Growing into Me with Bipolar

Posts tagged ‘Eye movement (sensory)’

Feelings? What Feelings?


why cant i feel?  all through EMDR so far i have never once made a connection with emotion appearing and connecting with the issue i was thinking of during the EMDR.  it has always been a very dry, clean, process.  i think of something, we do EMDR, and i come to a new (for me) conclusion, then another and another, until i reel that the issue is resolved, where i dont have any negative or bad feelings when thinking of it.  when i dont feel regret anymore, or revulsion, of hurt or when my body stops being tense or tight or painful.

apparently part of why i sabotage myself has to do with the fact that i dont feel.  i mean, i guess i probably feel somewhere, but its so deep, so removed, mostly i just have only minute and superficial dealings with it.  the kinds of interaction like where you smile when your kid hugs you, or when you see something on a tv show, or look at a birthday or friendship card.  not the deep, real, true feelings.  those kinds of interactions are so buried they are for all intents and purposes, nonexistent.

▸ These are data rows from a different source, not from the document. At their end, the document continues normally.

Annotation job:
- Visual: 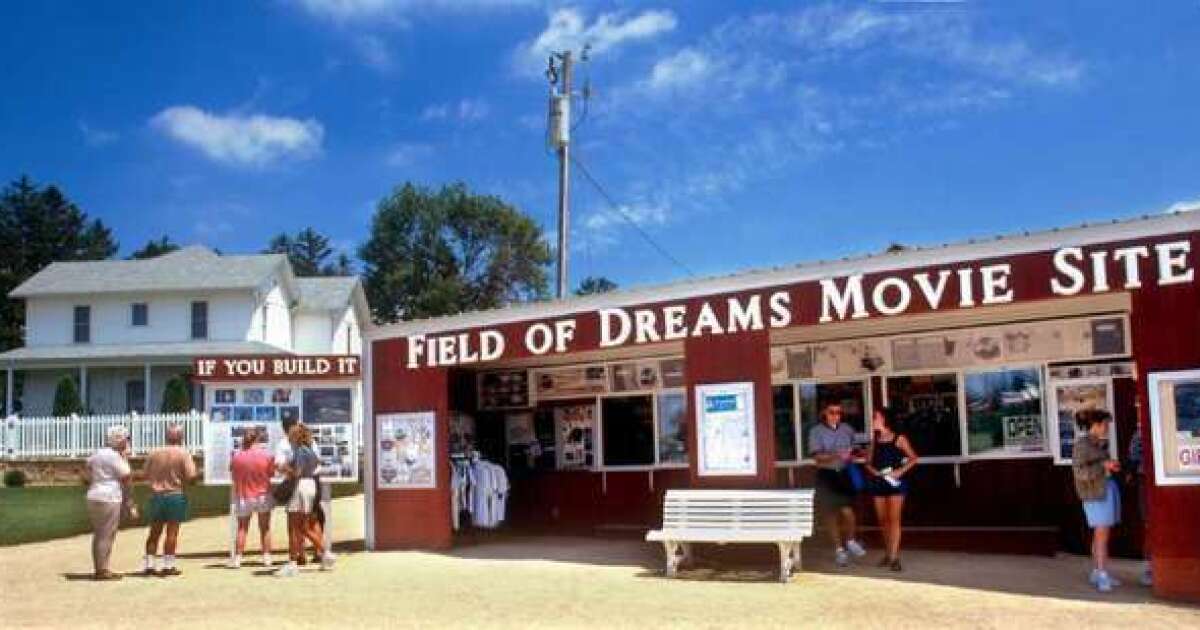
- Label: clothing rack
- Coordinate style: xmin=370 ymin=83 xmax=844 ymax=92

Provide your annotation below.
xmin=450 ymin=452 xmax=509 ymax=532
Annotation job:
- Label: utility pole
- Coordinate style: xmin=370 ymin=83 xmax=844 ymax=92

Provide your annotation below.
xmin=548 ymin=48 xmax=587 ymax=300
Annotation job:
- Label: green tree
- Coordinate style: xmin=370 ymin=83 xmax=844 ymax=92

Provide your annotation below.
xmin=52 ymin=376 xmax=83 ymax=417
xmin=129 ymin=235 xmax=180 ymax=259
xmin=575 ymin=276 xmax=618 ymax=296
xmin=0 ymin=176 xmax=118 ymax=350
xmin=359 ymin=182 xmax=551 ymax=322
xmin=264 ymin=227 xmax=352 ymax=276
xmin=160 ymin=376 xmax=191 ymax=413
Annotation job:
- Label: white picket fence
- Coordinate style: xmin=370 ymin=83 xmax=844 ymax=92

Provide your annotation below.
xmin=0 ymin=411 xmax=206 ymax=460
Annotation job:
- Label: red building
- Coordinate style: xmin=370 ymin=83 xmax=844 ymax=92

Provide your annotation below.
xmin=364 ymin=212 xmax=1200 ymax=603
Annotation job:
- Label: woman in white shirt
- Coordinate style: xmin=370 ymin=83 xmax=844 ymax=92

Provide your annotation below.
xmin=81 ymin=426 xmax=133 ymax=580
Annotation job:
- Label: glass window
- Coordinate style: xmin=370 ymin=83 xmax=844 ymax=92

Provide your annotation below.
xmin=800 ymin=380 xmax=869 ymax=457
xmin=965 ymin=367 xmax=1046 ymax=456
xmin=73 ymin=305 xmax=90 ymax=343
xmin=886 ymin=373 xmax=962 ymax=458
xmin=601 ymin=395 xmax=655 ymax=466
xmin=190 ymin=301 xmax=208 ymax=339
xmin=773 ymin=385 xmax=798 ymax=462
xmin=131 ymin=303 xmax=148 ymax=326
xmin=656 ymin=392 xmax=688 ymax=465
xmin=125 ymin=380 xmax=145 ymax=413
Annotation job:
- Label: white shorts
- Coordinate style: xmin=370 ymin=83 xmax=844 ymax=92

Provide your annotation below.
xmin=235 ymin=494 xmax=273 ymax=518
xmin=287 ymin=478 xmax=317 ymax=514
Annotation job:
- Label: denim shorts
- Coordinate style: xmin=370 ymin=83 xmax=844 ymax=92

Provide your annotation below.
xmin=1082 ymin=478 xmax=1121 ymax=528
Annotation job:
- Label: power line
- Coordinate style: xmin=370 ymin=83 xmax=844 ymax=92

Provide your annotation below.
xmin=569 ymin=154 xmax=696 ymax=278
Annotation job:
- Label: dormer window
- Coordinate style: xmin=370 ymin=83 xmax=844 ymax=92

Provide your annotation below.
xmin=131 ymin=303 xmax=148 ymax=327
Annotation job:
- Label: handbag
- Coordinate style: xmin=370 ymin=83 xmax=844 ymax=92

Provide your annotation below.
xmin=272 ymin=477 xmax=297 ymax=504
xmin=841 ymin=462 xmax=866 ymax=494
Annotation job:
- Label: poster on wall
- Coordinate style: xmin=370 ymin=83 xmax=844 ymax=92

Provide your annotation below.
xmin=377 ymin=412 xmax=437 ymax=489
xmin=1049 ymin=379 xmax=1116 ymax=465
xmin=695 ymin=382 xmax=757 ymax=477
xmin=554 ymin=404 xmax=595 ymax=469
xmin=203 ymin=421 xmax=285 ymax=485
xmin=1148 ymin=370 xmax=1200 ymax=486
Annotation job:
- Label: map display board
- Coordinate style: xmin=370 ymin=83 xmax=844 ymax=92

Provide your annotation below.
xmin=695 ymin=382 xmax=757 ymax=477
xmin=377 ymin=412 xmax=437 ymax=489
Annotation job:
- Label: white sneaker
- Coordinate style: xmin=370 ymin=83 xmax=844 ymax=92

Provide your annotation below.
xmin=845 ymin=539 xmax=867 ymax=558
xmin=226 ymin=555 xmax=241 ymax=569
xmin=1095 ymin=571 xmax=1114 ymax=593
xmin=834 ymin=548 xmax=850 ymax=567
xmin=320 ymin=554 xmax=336 ymax=571
xmin=274 ymin=562 xmax=299 ymax=578
xmin=262 ymin=554 xmax=273 ymax=568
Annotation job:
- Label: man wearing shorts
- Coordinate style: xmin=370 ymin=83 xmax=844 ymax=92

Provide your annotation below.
xmin=142 ymin=424 xmax=197 ymax=576
xmin=809 ymin=403 xmax=866 ymax=567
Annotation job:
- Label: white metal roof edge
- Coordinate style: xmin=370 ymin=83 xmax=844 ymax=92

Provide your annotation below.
xmin=366 ymin=211 xmax=1200 ymax=341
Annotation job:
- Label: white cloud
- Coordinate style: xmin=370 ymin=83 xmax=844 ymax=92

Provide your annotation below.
xmin=78 ymin=121 xmax=119 ymax=147
xmin=1166 ymin=198 xmax=1200 ymax=214
xmin=422 ymin=98 xmax=490 ymax=122
xmin=386 ymin=142 xmax=434 ymax=167
xmin=514 ymin=7 xmax=678 ymax=76
xmin=151 ymin=106 xmax=324 ymax=167
xmin=293 ymin=0 xmax=534 ymax=22
xmin=354 ymin=34 xmax=394 ymax=71
xmin=647 ymin=48 xmax=711 ymax=91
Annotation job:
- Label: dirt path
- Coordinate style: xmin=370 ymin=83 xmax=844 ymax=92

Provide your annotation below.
xmin=2 ymin=496 xmax=1197 ymax=629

i guess i am supposed to figure out how to find them.  then find out how to make sense of what i find.  i mean, to me, thats like finding a book in a foreign language or in glyphs and you dont know the topics or where one part ends and another begins.  so supposing i ever find the real emotions, what do i do then?  how do i make it connect with me like it should?  will interpreting these buried emotions really lead to less dissociation?  to less self-sabotage?  will it really help me live, not stagnate?  this seems like a really big job, especially without a map.  i could spend forever looking for them, and still never understand or connect to them.  i am overwhelmed just pondering this new journey.